Là-bas, enfoncés jusqu’aux cuisses dans la vase et le limon, les écœurants pêcheurs surnommés « Clampins » s’acharnaient à jeter leurs filets dans les marées du futur pour en ramener toujours davantage de merveilles à revendre aux plus offrants. Peste blanche ! Ces boiteux œuvraient si bien qu’ils se permettaient désormais de choisir leurs clients, voire d’arranger à l’occasion les pénuries propices à leurs affaires. La meilleure preuve de leur suprématie en matière de maravillas était que ces chiens putrides dénommaient désormais d’autorité les articles qu’ils vendaient : « baladeur », « mange-disques », « halogène », « carabine », etc. Des noms sans magie ni bouquet, censés faire écho aux désignations originales de leurs pêches. Des noms de marchands ! Moi qui avais autrefois organisé les premières lignes commerciales de merveilles entre le Yucatan et la Tortue, j’en étais malade à chaque fois que je devais en passer par leurs étals. Hélas, depuis la destruction de la cité de Noj Peten, je n’avais désormais plus le choix, et je devais m’estimer chanceux d’être assez célèbre pour que mon patronyme incitât encore les Clampins à me faire quelques courbettes.

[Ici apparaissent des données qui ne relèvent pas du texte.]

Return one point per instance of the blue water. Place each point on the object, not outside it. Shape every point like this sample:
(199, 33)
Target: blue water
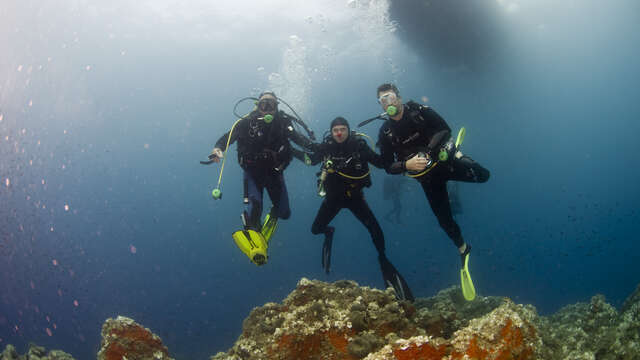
(106, 110)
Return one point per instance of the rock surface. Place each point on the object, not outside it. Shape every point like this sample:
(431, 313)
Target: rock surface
(34, 353)
(123, 338)
(344, 321)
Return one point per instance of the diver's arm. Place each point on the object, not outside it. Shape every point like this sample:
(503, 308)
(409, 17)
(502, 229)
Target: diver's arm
(298, 154)
(318, 154)
(389, 162)
(222, 142)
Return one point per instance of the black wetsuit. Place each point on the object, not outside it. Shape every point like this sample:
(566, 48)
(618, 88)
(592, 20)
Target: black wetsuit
(344, 183)
(421, 129)
(264, 151)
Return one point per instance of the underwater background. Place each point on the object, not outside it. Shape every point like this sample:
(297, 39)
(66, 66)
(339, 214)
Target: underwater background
(106, 109)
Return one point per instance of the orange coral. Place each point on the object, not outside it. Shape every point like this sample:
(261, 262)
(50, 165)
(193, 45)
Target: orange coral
(133, 339)
(331, 344)
(509, 347)
(421, 352)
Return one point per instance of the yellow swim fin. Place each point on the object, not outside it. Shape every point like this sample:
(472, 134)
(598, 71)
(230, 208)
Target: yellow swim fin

À mon retour, j’avais étudié les ouvrages acquis – de magnifiques volumes délicatement imprimés, aux pages recouvertes d’illustrations et de schémas tactiques d’une qualité venue d’un autre temps – pour mieux m’imprégner des évolutions de l’art de l’affrontement naval à travers les âges… Certes, mon Déchronologue disposait de batteries temporelles, mais que valait la meilleure des lames sans la science de celui qui la maniait ?
Comme à son habitude, le Baptiste avait été plus méticuleux que mon bosco au sujet de la meilleure tactique à appliquer. Son vieux bonnet de laine sur la tête, qui cachait mal ses longues mèches grises, avait tangué de bâbord à tribord tandis qu’il s’était gratté l’occiput pour mieux faire germer ses idées :
— Nous ne devrons faire feu qu’avec les batteries minutieuses pour les immobiliser le plus longtemps possible. Et installer en doublon nos plus grosses couleuvrines pour canonner leurs bâtiments en même temps.
Sa proposition m’avait paru très sensée, malgré les risques de déséquilibre si nous transbordions toutes nos pièces d’artillerie sur un seul flanc.
— Maître-artilleur, avais-je prévenu, il faudra faire mouche à coup sûr. Simon estime que la flotte ennemie dispose d’un appui matériel semblable à celui dont il nous a doté. Qui sait ce qui peut nous attendre ?
Le Baptiste avait toujours été plus sensible que Gobe-la-mouche aux questions profondes. Je n’avais nullement été surpris de l’entendre formuler en premier ce que je craignais depuis notre départ :
— Un duel de temps…
— Cornecul ! avait roté Gobe-la-mouche. Ce serait bien une première !
— En ces eaux et à notre époque, probablement, avais-je admis. Mais qui sait ce qui a pu ou pourra se passer plus tard ou plus tôt, ici ou ailleurs ? Il faut croire que désormais les calendriers ne valent pas plus qu’une toile de Nîmes, percée de trous, par où les siècles se répandent à leur guise…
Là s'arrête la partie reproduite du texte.